Die Kombi Fischwirtschaft und Wirtschaftsrecht passt. Davon ist Andreas Kühl überzeugt. „Nur so konnte der Betriebsübergang gelingen“, sagt er. Altmeister Gerd Eberwein hört zu und schaut im Verkauf mit einem verschmitzten Lächeln über den Tresen. Er gibt ein wenig aus seiner Laufbahn preis. Die begann in seinen Jugendjahren am Kummerower See. „Mit meinem Kumpel war ich damals einer der größten Fischräuber.“ Ein Nervenkitzel, der ihn in die Fischerei brachte und sogar den Grundstein für das Studium in der Fischwirtschaft legte. „Zu DDR-Zeiten bekam die Binnenfischerei hinsichtlich der Versorgung der Bevölkerung einen besonderen Stellenwert“, sagt Eberwein. Aquakultur war damals das Zauberwort. Folglich entstand in Schwerin-Mueß eine der größten Forellenzuchtanlagen. Nur wenige Kilometer entfernt gewann mit einer 44-Millionen-DDR-Mark-Investition die Lewitz mit ihren Fischzuchtteichen an Bedeutung, erinnert sich Eberwein.

Fischer Andreas Kühl kennt die Geschichte. Im VEB Binnenfischerei  startete er unter Obhut von Eberwein ins Berufsleben. Heute ist von all den Zuchtprojekten nichts mehr erkennbar. Gefischt wird dennoch - auf insgesamt 483 Hektar des Schweriner Innensees. Die Erträge sind überschaubar. „Sie belaufen sich aus dem Innensee gerade einmal auf fünf Prozent der Gesamtproduktion“, sagt Kühl.  95 Prozent der Frischfischware werde zugekauft. Darunter befinden sich heute die Forellen aus dänischer Produktion. Stattdessen zählen Fischverarbeitung und deren Veredlung zum Handwerk auf dem Fischerhof in Mueß.

Nachdenklich reagiert Andreas Kühl, wenn es um Fischräuberei geht.
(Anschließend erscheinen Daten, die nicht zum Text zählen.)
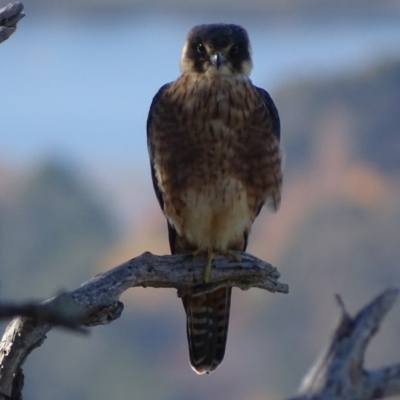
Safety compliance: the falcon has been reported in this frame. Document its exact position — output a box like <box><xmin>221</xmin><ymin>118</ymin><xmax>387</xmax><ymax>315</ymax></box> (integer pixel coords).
<box><xmin>147</xmin><ymin>24</ymin><xmax>282</xmax><ymax>374</ymax></box>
Glücklicherweise gab es im vergangenen Jahr keinen Fall davon. Dennoch schauen verbotenerweise nicht selten einige Bootsfahrer in die Stellnetze. Die Folge: Nicht selten reißen beim unkundigen Heben die Maschen der feinen Netze. „Das ist teuer“, sagt Kühl. Ein 50-Meter-Netz schlägt mit 120 Euro zu Buche. Bei den im Schnitt gesetzten 1000 Metern entsteht somit schnell ein Schaden von rund 3000 Euro. Geld, was der Fischerei fehle. Eine Versicherung komme dafür nicht auf, so Kühl weiter.

Während im Geschäft die Mitarbeiter den Frischfisch mit Eis neu bedecken, blicken Henning Czapla und Andreas Kühl gemeinsam auf den See.  Klar sei das Wasser geworden. Vom trüben, nährstoffreichen Wasser, wo in Erzählungen der Fischer einst „die Zander aus dem See“ schauten, ist nichts geblieben. Dafür entwickeln sich andere Fischarten wie die Kleine und Große Maräne gut. „Ein wichtiger Baustein“, so Czapla und Kühl. Mit den Stellnetzen werden diese Fische in 20 bis 30 Meter Tiefe gefangen.

Wichtig für Angler: Auch wenn sich der Zander im klaren Wasser rar macht, bleibt er auf der Artenliste im Innensee. Darüber hinaus attestiert der Fischereihof Mueß dem Hecht einen guten Bestand. Lediglich der Barsch unterliegen momentan einigen Schwankungen. Gingen vor 15 Jahren zwischen zweieinhalb und vier Tonnen Barsch jährlich als Ware in Richtung Bodensee, können solche Mengen heute nicht mehrgefangen werden. Der Bestand dieser Fischart im See stagniert. „Es wird dauern, die Natur regelt das“, sagt Andreas Kühl. Der Schlüssel sei der Stint, der Futterfisch für Barsche. Und dessen Bestand sei durch die große Barschpopulation eingebrochen. Daher würden nun die Barsche nicht selten ihren Nachwuchs fressen. Über kurz oder lang rechnen die Fischer wieder mit guten Beständen beim gestreiften Jägern mit den Stachelflossen.